26/05/2020
Batalhão de Caçadores 1899
A nossa partida para Moçambique foi em 4 de fevereiro de 1967 no cais de Alcântara.
Viajámos no “velho Niassa ”.
Foi uma cerimónia emocionante.
O navio estava todo inclinado a bombordo porque cerca de dois mil militares se aproximavam da amurada do navio para se despedirem das famílias.
Havia choros gritos e desmaios.
A guarda de honra foi feita por militares da polícia do exército que abriram alas ao longo do cais e se perfilaram em continência.
Foi dada ordem de partida e o navio começou a aquecer os motores e a deslizar lentamente.
Os nossos familiares acenavam com lenços brancos e gritavam palavras que já não se percebiam.
Os nossos olhos distraíram-se com algumas lágrimas pensativas.
Embarcaram connosco vários oficiais, de alta patente, que deram os seus discursos muito “patrióticos”.
Para nós aquele que mais nos tocou foi o discurso do nosso 2º Comandante, Fernando Reis Caldeira, quando defendeu a ideia de que os militares não iam para a guerra com as populações de Moçambique, mas sim defender populações indefesas de Moçambique que queriam continuar uma vida calma nas suas machambas com as suas famílias.
Era um discurso diferente daqueles que entendiam que os militares tinham de estar preparados para dar cambalhota em frente e tiros de rajada ao primeiro sinal de presença do inimigo no mato.

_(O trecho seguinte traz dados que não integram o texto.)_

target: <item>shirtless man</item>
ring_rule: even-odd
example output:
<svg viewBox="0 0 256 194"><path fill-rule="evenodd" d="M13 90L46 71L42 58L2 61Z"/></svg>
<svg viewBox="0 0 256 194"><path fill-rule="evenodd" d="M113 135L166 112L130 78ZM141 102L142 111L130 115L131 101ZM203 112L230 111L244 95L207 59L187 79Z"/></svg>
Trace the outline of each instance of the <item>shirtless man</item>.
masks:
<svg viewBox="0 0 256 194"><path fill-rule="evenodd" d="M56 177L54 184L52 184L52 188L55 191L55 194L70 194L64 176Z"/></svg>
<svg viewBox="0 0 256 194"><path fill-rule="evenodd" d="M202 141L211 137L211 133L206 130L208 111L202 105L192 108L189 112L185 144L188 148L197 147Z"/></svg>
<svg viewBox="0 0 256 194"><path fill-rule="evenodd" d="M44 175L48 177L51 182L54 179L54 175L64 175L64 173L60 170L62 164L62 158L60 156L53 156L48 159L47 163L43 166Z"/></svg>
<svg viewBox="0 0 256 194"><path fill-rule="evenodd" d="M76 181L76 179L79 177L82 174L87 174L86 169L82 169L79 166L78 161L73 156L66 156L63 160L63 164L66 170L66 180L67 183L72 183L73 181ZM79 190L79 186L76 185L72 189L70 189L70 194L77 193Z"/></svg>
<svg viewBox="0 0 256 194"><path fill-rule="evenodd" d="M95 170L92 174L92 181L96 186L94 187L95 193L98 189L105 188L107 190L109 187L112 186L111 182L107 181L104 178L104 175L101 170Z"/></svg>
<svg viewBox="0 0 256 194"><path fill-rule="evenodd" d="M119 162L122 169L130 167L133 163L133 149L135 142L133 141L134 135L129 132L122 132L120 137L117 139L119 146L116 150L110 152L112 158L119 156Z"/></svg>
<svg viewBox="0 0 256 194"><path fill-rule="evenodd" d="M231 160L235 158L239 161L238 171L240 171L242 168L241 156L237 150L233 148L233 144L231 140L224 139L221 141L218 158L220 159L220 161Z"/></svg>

De repente, o navio abrandou a marcha e parou mesmo.
Durante mais de 30 minutos estivemos à espera e muito apreensivos.
Havia boatos no ar de que iríamos voltar para trás.
Ficámos espantados quando vimos que os Suas Excelências, os tais dos discursos empolgados, tinham saído todos em Cascais, numa fragata da Marinha de guerra.
E nós lá fomos, mar fora durante vinte e nove dias, que mais pareceram anos.
A viagem foi o maior sacrifício que tivemos de enfrentar.
O navio Niassa, segundo diziam os cozinheiros, era o único navio português em que os tachos não precisavam de ser atados, apesar de não possuir grandes condições para transporte de passageiros chegava a transportar mais de 2000 passageiros, embora a sua lotação fosse de 400 passageiros incluindo a tripulação.
Era um navio de grande estabilidade devido ao seu lastro constituído por passageiros e carga.
Nele viajavam batalhões de militares em condições deploráveis.
Os soldados eram os que mais sofriam durante a viagem, pois que tinham de dormir no porão, com um cheiro nauseabundo, em péssimas condições de higiene e salubridade.
Tudo isto contribuía para que aparecessem as febres, as gastroenterites e as intoxicações alimentares.
Os enjoos eram frequentes e daí a agonias e os vómitos.
Os graduados, com um pouco de melhor sorte, dormiam nos camarotes.
No entanto, apesar das poucas vezes que se deslocavam ao porão não eram indiferentes á situação que se vivia e muitas vezes tinham de recorrer ao “Dr. Charneca” pedir mais umas pastilhas para o enjoo.
O navio Niassa fez escala em Luanda, Lourenço Marques, Nacala, Porto Amélia e Mocímboa.
Chegámos a Mocímboa da praia a 05 de Março de 1967.